Rebuzz, Rebuzz

Reminder: “buzz, buzz” was a shorthand I developed over a decade ago to remind people of Nikon’s lack of DX lenses. As I wrote at the time, I was going to be like a gnat flying around Nikon marketing’s head and unavoidable until they did something about it. Well, they didn’t do anything about it. So here we are in another decade and the gnat is still there. Buzz, buzz.

Nikon could have made the Zfc a full frame camera. I suspect they might eventually figure it out that they still should (calling it a Zf). The reason has to do with lenses (buzz, buzz). 

Here’s the current lens lineup that makes much sense with the Zfc (all effective focal lengths to push the point):

  • 42mm f/2.8
  • 60mm f/2
  • 75mm f/2.8 macro
  • 24-75mm f/3.5-6.3 VR
  • 28-210mm f/3.5-6.3 VR
  • 36-105mm f/4
  • 75-375mm f/4.5-6.3 VR

I suppose to be absolutely honest about what we’re getting, we should up those apertures by a stop, as the DX sensor is about a stop less capable than the FX sensor. 

But, yuck (buzz, buzz). No reasonable wide angle other than from the kit zoom. No wide angle zoom. Only some of the zooms have VR.

If Nikon really wants to sell Zfc bodies, it needs a 14mm (21mm effective), 16mm (24mm), 18mm (27mm), and 23mm (34.5mm) set of compact primes. 

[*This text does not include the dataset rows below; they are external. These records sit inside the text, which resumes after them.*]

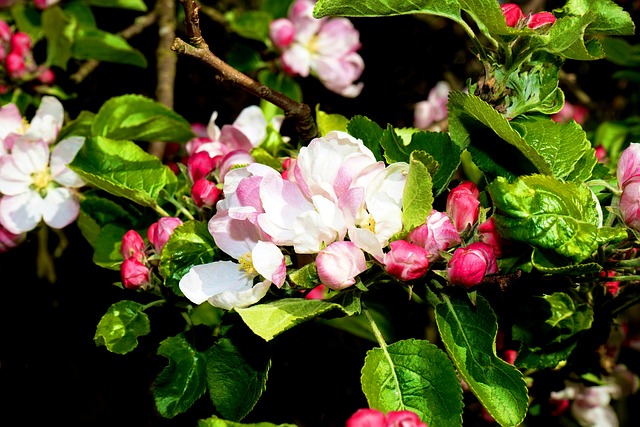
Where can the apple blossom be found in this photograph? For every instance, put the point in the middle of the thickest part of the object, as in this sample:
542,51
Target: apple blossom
132,246
160,231
437,234
325,48
339,263
134,273
628,164
630,203
38,185
406,261
512,13
463,205
434,108
470,264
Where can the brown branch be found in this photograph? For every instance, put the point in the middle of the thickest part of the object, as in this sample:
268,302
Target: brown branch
136,28
166,62
199,50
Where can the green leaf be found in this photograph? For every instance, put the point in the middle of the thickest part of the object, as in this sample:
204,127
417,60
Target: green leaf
417,197
138,118
469,334
270,319
190,244
93,43
120,327
123,169
561,144
218,422
183,380
59,30
550,214
237,376
251,24
368,132
413,375
138,5
330,122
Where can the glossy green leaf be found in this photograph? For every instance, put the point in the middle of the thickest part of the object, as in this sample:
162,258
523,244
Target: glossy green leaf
417,197
413,375
120,327
93,43
559,216
237,376
368,132
469,334
138,118
190,244
123,169
183,380
270,319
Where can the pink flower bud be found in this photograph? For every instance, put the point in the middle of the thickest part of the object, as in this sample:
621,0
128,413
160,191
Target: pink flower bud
282,32
199,165
339,263
205,193
404,419
9,240
512,13
16,67
436,234
630,203
21,43
540,19
134,273
469,265
628,164
5,31
132,246
488,233
463,205
367,418
406,261
159,232
47,77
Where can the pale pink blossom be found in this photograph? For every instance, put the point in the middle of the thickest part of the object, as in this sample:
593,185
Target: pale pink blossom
339,263
160,231
628,164
325,48
406,261
434,108
469,265
38,185
437,234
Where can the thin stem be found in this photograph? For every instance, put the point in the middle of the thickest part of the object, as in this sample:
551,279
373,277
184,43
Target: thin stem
199,49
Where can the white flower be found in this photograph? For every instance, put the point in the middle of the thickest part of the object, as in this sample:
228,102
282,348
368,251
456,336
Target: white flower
37,185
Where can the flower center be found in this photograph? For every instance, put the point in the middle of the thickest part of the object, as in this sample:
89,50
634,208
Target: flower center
246,264
41,180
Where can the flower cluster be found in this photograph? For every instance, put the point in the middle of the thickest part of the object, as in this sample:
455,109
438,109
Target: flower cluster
326,48
35,182
18,63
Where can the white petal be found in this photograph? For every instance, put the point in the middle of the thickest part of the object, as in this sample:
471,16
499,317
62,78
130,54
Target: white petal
61,207
21,213
48,120
10,120
12,180
63,153
269,262
207,280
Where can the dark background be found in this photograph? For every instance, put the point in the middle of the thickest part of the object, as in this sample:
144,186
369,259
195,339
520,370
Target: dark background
51,371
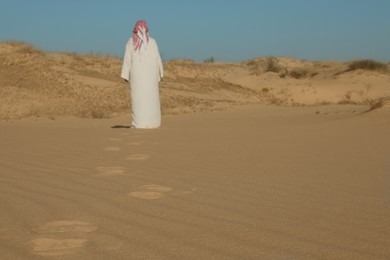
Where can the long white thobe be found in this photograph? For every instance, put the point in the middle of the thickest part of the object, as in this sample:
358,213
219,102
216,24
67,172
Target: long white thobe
144,69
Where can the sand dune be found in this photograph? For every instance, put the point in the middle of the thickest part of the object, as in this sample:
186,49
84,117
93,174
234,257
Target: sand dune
37,83
307,179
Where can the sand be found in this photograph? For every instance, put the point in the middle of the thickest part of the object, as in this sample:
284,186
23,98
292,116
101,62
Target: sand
250,162
256,182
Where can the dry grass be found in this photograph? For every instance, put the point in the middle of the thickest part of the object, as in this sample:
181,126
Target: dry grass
37,83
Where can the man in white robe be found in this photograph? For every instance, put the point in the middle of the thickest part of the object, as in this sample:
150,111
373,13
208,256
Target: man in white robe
142,67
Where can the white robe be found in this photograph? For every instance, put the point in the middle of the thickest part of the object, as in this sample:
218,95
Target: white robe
144,69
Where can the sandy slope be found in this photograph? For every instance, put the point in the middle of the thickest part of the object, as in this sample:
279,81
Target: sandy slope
38,83
258,182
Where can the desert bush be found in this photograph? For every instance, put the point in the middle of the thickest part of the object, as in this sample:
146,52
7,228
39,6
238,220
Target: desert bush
272,65
209,60
367,65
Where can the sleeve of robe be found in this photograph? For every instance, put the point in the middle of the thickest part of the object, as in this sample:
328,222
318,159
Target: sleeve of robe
160,65
125,74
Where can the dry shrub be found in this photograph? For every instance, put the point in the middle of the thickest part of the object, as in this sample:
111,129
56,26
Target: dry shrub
272,65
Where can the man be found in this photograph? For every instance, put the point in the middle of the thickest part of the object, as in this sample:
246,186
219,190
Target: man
142,66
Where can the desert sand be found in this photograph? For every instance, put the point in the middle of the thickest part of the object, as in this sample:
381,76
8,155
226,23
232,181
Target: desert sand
248,164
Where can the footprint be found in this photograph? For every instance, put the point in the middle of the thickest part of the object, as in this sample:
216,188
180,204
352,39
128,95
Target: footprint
44,246
111,170
116,139
56,247
150,192
66,226
137,157
112,148
134,143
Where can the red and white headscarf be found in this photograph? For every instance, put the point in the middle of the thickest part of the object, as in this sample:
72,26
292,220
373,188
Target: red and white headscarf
140,36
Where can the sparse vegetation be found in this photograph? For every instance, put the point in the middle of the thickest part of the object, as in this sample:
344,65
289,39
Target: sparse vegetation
209,60
272,65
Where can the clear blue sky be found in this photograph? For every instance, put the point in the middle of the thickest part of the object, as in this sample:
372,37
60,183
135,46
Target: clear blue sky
228,30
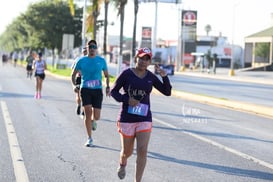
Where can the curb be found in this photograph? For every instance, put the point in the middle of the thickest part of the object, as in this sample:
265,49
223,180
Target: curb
241,106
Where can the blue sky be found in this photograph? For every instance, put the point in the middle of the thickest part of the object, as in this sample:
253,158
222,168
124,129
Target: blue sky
235,19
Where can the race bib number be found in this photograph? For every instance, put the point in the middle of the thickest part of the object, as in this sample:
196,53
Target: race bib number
93,83
140,109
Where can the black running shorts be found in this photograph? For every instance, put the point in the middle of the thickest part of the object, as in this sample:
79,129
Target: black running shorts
92,97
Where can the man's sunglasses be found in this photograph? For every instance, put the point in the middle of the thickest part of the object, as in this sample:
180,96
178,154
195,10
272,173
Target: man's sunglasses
92,47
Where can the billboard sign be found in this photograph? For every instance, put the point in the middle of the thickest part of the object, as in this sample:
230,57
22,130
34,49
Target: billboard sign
146,38
189,18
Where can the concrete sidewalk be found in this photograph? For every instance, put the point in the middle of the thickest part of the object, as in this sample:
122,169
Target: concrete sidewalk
263,77
260,77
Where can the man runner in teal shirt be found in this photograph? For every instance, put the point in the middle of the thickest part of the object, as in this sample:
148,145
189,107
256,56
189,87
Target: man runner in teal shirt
90,67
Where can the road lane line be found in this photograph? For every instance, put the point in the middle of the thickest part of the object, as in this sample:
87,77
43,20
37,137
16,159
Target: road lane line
231,150
16,155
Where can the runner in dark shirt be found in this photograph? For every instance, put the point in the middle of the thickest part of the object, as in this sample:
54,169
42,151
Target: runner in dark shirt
135,118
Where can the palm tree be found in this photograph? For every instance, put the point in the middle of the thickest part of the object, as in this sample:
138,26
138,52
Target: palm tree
91,20
120,5
135,26
207,29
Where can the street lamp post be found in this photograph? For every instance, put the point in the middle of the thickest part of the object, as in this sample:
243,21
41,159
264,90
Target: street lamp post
231,71
84,23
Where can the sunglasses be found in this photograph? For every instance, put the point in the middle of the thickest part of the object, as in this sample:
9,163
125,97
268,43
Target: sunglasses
92,47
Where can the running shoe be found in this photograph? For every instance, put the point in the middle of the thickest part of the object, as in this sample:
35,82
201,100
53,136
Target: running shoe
94,125
121,171
78,110
89,143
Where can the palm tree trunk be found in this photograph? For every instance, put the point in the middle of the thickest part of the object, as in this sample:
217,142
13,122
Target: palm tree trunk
134,31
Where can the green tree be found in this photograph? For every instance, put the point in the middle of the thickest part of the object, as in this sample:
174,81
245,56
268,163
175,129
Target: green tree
120,5
262,50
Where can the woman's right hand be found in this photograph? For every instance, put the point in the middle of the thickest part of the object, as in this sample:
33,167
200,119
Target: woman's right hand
132,102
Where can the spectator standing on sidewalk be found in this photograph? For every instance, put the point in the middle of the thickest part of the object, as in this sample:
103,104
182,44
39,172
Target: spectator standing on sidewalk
91,68
39,67
30,58
135,118
78,83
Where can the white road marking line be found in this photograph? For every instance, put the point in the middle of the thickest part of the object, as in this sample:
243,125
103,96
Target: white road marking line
16,155
231,150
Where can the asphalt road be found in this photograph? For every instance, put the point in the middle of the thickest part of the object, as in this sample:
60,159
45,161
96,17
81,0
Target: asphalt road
191,141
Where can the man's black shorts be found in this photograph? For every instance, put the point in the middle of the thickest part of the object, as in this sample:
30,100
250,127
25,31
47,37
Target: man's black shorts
92,97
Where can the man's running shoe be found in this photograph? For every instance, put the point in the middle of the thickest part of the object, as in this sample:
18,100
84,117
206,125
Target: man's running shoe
89,143
94,125
121,171
78,110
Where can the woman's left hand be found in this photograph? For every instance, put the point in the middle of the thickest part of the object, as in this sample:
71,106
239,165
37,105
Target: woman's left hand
161,72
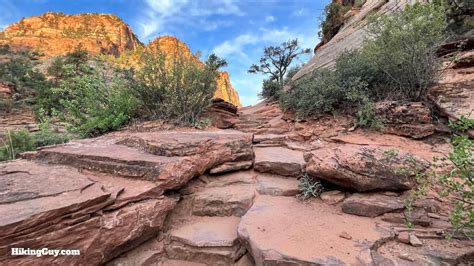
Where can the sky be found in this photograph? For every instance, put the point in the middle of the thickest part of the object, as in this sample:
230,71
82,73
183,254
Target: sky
237,30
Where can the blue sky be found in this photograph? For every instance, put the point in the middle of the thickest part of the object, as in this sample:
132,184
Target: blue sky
233,29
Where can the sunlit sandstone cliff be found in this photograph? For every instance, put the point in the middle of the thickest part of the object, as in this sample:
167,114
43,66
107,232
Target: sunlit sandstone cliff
58,33
54,34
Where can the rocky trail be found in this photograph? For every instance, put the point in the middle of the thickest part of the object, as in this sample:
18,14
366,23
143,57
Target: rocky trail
226,197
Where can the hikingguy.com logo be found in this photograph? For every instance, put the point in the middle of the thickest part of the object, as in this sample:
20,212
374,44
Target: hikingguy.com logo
44,252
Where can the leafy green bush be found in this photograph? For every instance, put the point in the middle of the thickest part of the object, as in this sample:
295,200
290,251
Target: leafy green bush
333,19
176,88
17,141
92,105
402,46
313,94
397,62
458,184
309,187
20,71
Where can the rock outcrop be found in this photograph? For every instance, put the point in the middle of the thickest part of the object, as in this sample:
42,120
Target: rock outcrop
58,33
350,35
54,34
410,119
365,168
105,196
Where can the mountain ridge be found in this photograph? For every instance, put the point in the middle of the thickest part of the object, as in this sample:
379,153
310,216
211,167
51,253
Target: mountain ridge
54,34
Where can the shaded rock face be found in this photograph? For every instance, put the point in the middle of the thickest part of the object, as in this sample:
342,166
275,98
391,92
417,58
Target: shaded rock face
412,119
372,204
350,35
56,34
364,168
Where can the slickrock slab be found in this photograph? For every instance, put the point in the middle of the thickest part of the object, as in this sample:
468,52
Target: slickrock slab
231,167
224,201
372,204
56,206
269,138
236,143
108,157
279,160
433,252
210,240
192,153
364,168
100,237
275,185
34,196
333,197
285,231
148,253
241,177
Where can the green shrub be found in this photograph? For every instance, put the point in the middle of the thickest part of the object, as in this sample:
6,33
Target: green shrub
458,184
20,71
402,46
16,142
176,89
92,105
309,187
333,19
314,94
397,62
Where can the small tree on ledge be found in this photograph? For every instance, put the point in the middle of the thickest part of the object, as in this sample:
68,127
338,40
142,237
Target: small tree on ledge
276,60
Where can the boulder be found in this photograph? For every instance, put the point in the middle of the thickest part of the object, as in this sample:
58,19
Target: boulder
168,158
58,207
372,204
410,119
279,161
224,201
333,197
286,231
364,167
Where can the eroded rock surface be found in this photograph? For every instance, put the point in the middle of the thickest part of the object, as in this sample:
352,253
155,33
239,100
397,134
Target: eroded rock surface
209,240
364,168
372,204
314,228
279,160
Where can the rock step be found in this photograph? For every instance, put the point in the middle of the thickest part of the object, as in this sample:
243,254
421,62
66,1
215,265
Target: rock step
279,160
269,138
286,231
228,200
275,185
209,240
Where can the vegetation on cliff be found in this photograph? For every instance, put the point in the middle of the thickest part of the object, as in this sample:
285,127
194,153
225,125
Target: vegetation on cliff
396,62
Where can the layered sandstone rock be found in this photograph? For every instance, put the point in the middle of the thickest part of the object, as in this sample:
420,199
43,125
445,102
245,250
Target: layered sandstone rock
365,168
58,33
55,34
107,195
351,34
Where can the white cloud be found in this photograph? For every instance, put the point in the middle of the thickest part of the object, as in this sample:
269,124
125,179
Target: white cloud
269,18
160,14
236,45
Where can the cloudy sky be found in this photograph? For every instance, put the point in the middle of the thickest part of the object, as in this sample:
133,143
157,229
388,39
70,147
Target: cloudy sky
237,30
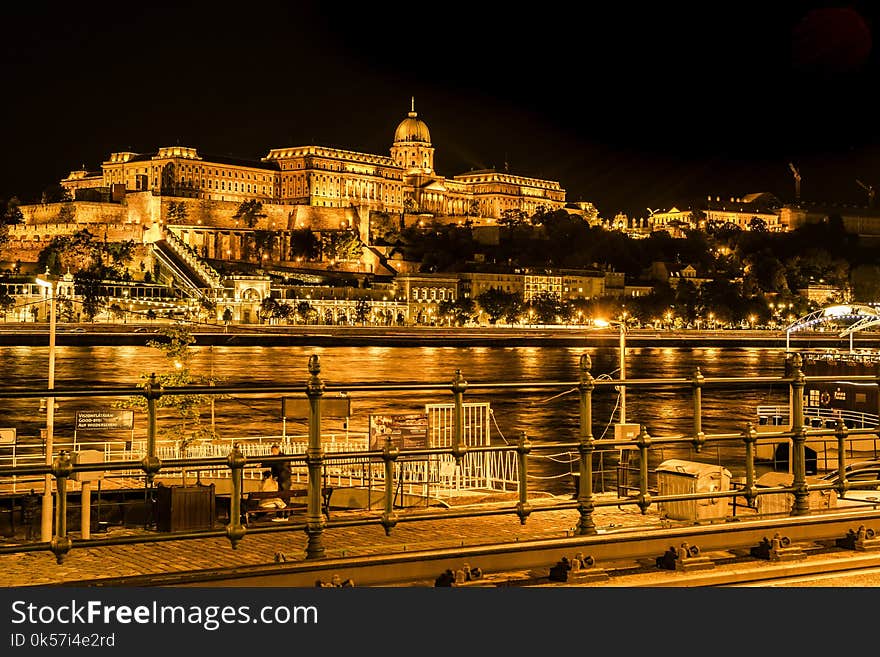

The problem with “retro” is that to do it really right you need to get all of the advantages of nostalgia coupled with all the advantages of modern tech. The lack of sensor-based stabilization in the Zfc is a problem in that respect. The lack of lenses is another problem. 

This brings up my issue with where Nikon is: being last to mirrorless was always going to expose gaps that needed filling. The Zfc doesn’t effectively fill any of those gaps, it creates new ones, thus compounding Nikon’s problem. This is the reason why I wrote that I would have said “no” to the Zfc idea if I were in Nikon’s top management: it doesn’t really help them out of the problem they’re in, thus it becomes a distraction. 

Do me a favor: peruse all of Nikon’s marketing and promotion about the Zfc. Do you see anything that tells you why you should buy a Z50 versus why you should buy a Zfc and vice versa? Nope. Nikon’s own marketing department can’t tell you why this camera was necessary given that they already had a camera in that space. So now Nikon is stuck with marketing against itself, but failing to do that.